A J&F informou em comunicado que o nova gravação será "rapidamente esclarecida" e não vai comprometer o ato de "boa-fé" dos executivos. A empresa preferiu não comentar como os acordos poderiam ser afetados. Em outro comunicado, Joesley Batista pediu desculpas pelas declarações feitas na gravação em áudio.

As vendas de ativos fizeram parte do acordo entre a JBS e credores bancários para a renegociação de R$ 20,5 bilhões em dívidas, disseram pessoas a par do assunto em julho.

"A Justiça pode determinar que os pagamentos das vendas de ativos sejam depositados em juízo para depois decidir quem vai receber", disse o advogado Daniel Bialski, acrescentando que os contratos podem já conter algumas cláusulas protegendo-os de mudanças no acordo de leniência da empresa e também nos acordos de delação premiada dos executivos.

Nos últimos três meses a J&F vendeu ativos como a fabricante de sandálias Alpargatas e a produtora de celulose Eldorado Brasil Celulose. A companhia atualmente responde por cerca de 20 por cento dos acordos de fusão e aquisição fechados no Brasil neste ano, segundo dados compilados pela Bloomberg.

Irmãos Batista

Os Batista tiveram papel fundamental na venda de US$ 8 bilhões em ativos, realizada pela J&F em apenas três meses, a preços considerados elevados por analistas e com múltiplos acima da média, segundo dados compilados pela Bloomberg. Executivos de bancos que participaram das negociações afirmam que Wesley e Joesley sempre trabalham em equipe, com uma estratégia de negociação simples e direta.

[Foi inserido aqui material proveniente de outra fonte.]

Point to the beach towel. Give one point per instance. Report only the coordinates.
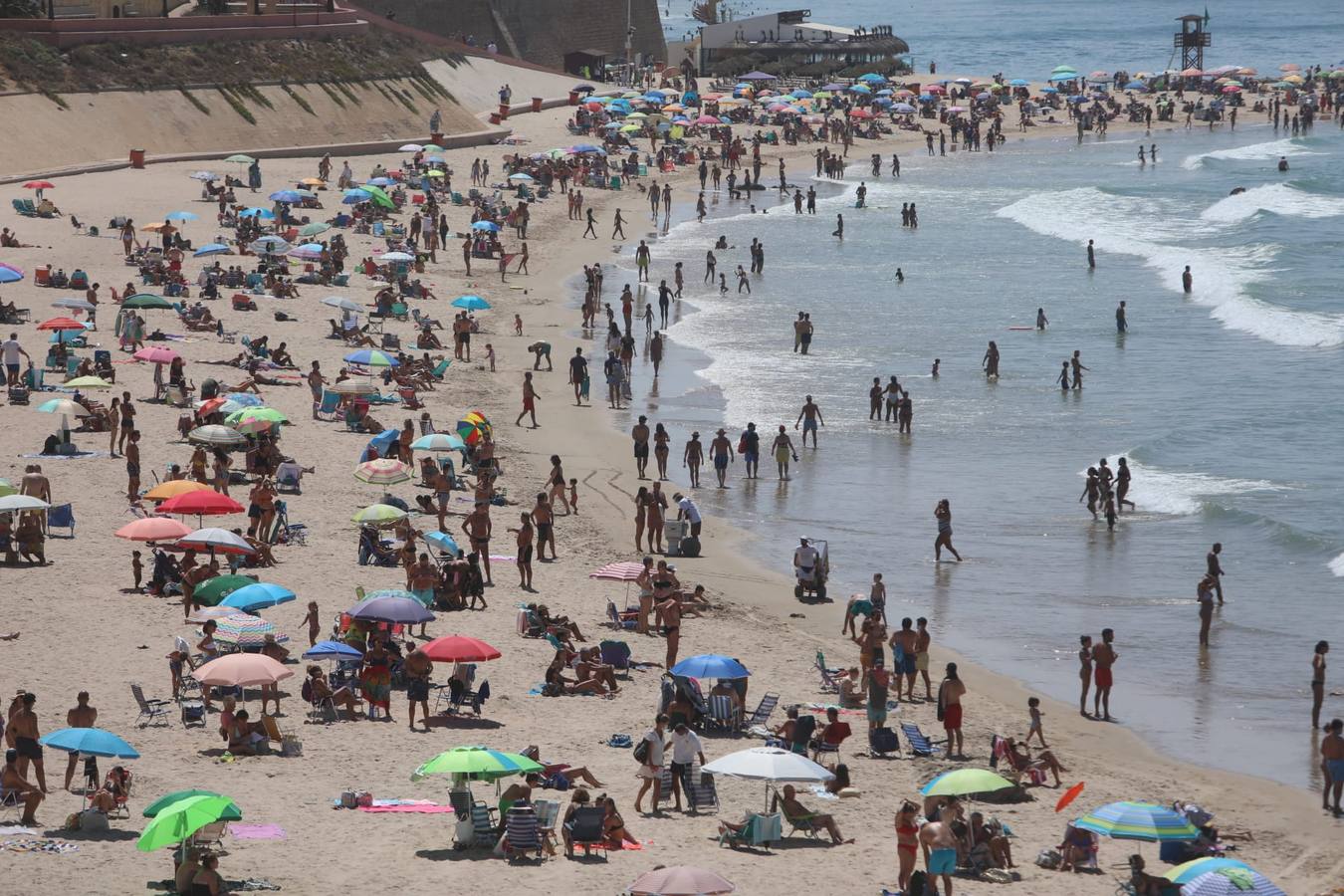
(256, 831)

No caso da Eldorado, Wesley foi o negociador direto e ligou para Joesley diversas vezes para informá-lo e discutir a venda, disse uma pessoa a par do acordo, que pediu anonimato porque a informação não é pública. O Bradesco BBI foi o único assessor da venda da Alpargatas e o Banco Santander Brasil e o Bradesco assessoraram a venda da fabricante de laticínios Vigor Alimentos.

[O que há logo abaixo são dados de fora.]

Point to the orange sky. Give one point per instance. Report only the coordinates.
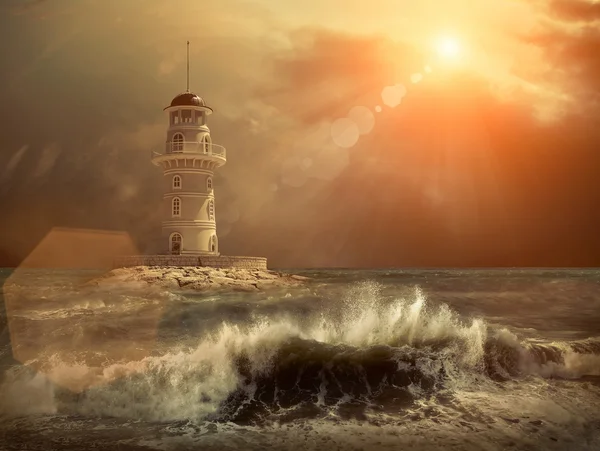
(488, 159)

A pressão para a venda de ativos o mais rápido possível também foi compensada pelas perspectivas positivas das empresas e pelo número de compradores interessados. A Eldorado, a mais recente venda a ser fechada, foi negociada por R$ 15 bilhões, ou 9,3 vezes o lucro antes de juros, impostos, depreciação e amortização. A Vigor obteve uma avaliação de 17 vezes o Ebitda, segundo cálculos feitos por analistas do JPMorgan Chase, e o Santander coloca a avaliação da Alpargatas em 10,7 vezes o Ebitda. O múltiplo médio para fusões e aquisições no Brasil neste ano é de 5,5 vezes o Ebitda, segundo dados compilados pela Bloomberg.

Queda da JBS

Os ativos ligados a JBS caíram com a notícia sobre o possível cancelamento dos acordos de delação premiada. Os títulos com vencimento em 2024 caíram 1,9 centavo, para 98,7 centavos de dólar, e as ações tiveram declínio de 8,3 por cento, para R$ 7,87. O Itaú BBA reduziu o preço-alvo das ações de R$ 16 para R$ 6, afirmando que o cancelamento da delação colocaria em risco as ações adotadas pela empresa desde maio para estabilizar sua dívida e normalizar suas operações.

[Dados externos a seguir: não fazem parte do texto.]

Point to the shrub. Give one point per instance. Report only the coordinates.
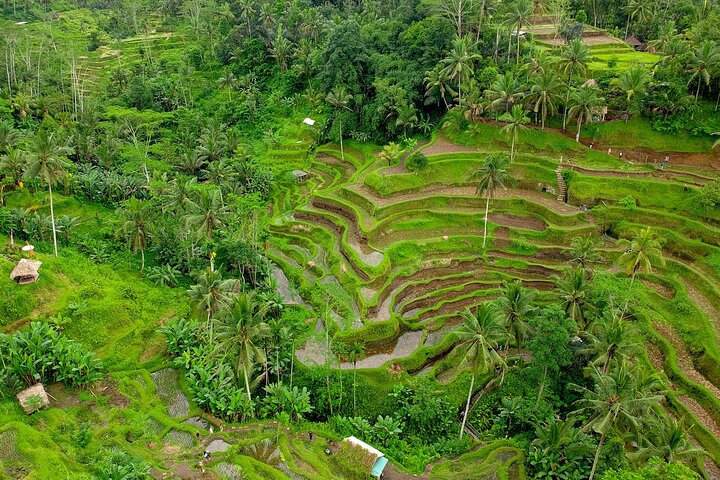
(416, 162)
(41, 354)
(628, 202)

"Os acordos de fusão e aquisição só foram possíveis porque os acordos de delação premiada permitiram que a empresa negociasse ativos livremente", disse Daniel Gerber, advogado com atuação em diversas investigações de corrupção no Brasil, incluindo o processo do ministro-chefe da Casa Civil, Eliseu Padilha, na Operação Lava Jato.

"Mas se o acordo judicial foi baseado em uma mentira, o Executivo ou o Judiciário podem entender que foram prejudicados durante as negociações e questionar se os bens deveriam ter sido disponibilizados para venda", disse ele.